Martin Salter - working hard for Reading West

Salter Goes Back to School at Prospect

On Wednesday 23rd April, Reading West MP Martin Salter will be going back to school to back the Campaign for Global Education Day of Action.

Mr Salter has been invited to join Prospect Technology College’s special needs unit - The Bridge - who are taking part in a world record attempt to hold the World’s Biggest Lesson.  The lesson will discuss the need for education and the pledge from world leaders to give every child a primary education by 2015.  Students at The Bridge will also be using break time and lunch time for the school to come and design cards to be sent to Gordon Brown to remind him of this promise.

The aim of the World’s Biggest Lesson is to unite millions of children, teachers, parents and campaigners in over 100 countries, as they carry out a world record breaking attempt.  Pupils will be teaching their politicians, officials and government representatives and journalists one of the most important lessons of their life about human rights, justice and responsibility. 

Currently 72 million children, of primary school age, have never been to school.  Instead they work in factories, on farms, care for their sick parents and work to survive by other means.  For those fortunate to make it to school, millions struggle to learn, as they share teachers with up to 100 other students, have few or no textbooks, and receive only a few hours teaching a day.  A lack of quality education for everyone has resulted in 774 million adults not being able to read and write.   The Global Campaign for Education is calling upon all governments to invest and commit in Quality Education to End Exclusion. 

At the halfway point to the 2015 target, the UK gives three times as much as the US - and UK has pledged to donate £8.5bn from 2006-15.

On Monday the Prime Minister Gordon Brown pledged his support to the Global Campaign for Education’s action week saying  that 2008 “must be a year of action” if the 2015 target is to be met.
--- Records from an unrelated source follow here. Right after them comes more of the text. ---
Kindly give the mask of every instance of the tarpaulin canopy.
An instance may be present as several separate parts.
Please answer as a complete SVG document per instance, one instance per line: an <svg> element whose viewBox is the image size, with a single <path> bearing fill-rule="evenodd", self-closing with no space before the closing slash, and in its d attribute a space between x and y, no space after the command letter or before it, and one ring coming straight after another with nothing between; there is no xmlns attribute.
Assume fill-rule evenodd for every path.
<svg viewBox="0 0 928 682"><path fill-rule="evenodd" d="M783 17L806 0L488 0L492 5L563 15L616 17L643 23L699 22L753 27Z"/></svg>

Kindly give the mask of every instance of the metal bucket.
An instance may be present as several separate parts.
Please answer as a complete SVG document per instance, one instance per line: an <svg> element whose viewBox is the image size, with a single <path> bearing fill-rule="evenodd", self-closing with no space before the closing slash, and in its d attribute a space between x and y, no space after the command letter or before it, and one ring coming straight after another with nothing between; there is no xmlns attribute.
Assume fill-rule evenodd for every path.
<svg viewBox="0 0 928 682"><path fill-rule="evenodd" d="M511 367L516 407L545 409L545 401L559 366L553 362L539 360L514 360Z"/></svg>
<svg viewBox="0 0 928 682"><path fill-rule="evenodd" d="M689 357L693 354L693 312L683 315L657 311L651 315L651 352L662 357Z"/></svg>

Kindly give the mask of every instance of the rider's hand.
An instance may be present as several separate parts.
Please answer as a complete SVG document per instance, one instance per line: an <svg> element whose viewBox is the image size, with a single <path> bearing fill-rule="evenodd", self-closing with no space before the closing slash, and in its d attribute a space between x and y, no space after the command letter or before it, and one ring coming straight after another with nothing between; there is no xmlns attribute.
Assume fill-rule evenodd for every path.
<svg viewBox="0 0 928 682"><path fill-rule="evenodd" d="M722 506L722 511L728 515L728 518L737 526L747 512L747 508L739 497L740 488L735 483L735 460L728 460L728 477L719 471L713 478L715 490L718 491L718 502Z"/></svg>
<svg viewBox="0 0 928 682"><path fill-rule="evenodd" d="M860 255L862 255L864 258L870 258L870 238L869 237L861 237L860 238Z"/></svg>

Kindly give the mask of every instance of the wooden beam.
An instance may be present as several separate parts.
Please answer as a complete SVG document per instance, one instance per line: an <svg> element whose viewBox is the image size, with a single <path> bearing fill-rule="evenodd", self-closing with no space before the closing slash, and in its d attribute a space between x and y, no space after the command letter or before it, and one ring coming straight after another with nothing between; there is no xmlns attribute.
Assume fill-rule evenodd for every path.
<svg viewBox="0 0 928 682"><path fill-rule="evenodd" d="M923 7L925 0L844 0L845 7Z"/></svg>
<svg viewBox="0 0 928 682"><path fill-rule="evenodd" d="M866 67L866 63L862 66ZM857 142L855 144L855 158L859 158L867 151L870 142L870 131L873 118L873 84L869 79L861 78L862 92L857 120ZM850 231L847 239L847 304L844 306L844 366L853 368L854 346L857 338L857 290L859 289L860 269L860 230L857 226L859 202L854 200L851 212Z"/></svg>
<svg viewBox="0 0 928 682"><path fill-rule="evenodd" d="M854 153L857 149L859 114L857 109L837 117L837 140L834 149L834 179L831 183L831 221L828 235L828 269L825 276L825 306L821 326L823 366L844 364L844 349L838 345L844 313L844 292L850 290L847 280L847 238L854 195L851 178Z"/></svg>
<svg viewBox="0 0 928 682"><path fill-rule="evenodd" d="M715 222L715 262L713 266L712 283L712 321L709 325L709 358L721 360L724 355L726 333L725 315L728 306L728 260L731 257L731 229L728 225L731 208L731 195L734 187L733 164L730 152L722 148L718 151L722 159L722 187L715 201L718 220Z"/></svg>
He said that education is a “moral issue” as well as an economic one and spoke of his desire to be part of the first generation to ensure that all children have a chance to go to school.   Mr Brown pledged to push the issue of universal education at the EU summit in June and also the G8 summit to be held in Japan in July.

Martin Salter said:

“It is important to encourage and support young people who want to make a public statement of support and solidarity for their fellow school children across the world who are denied access to the type and standard of schooling that we have come to expect here in Britain and the rest of the developed countries. I am proud of the part the Labour government has promised to play to provide all children with schooling by 2015 but we must keep up the pressure particularly on those countries who are still to meet their commitments.”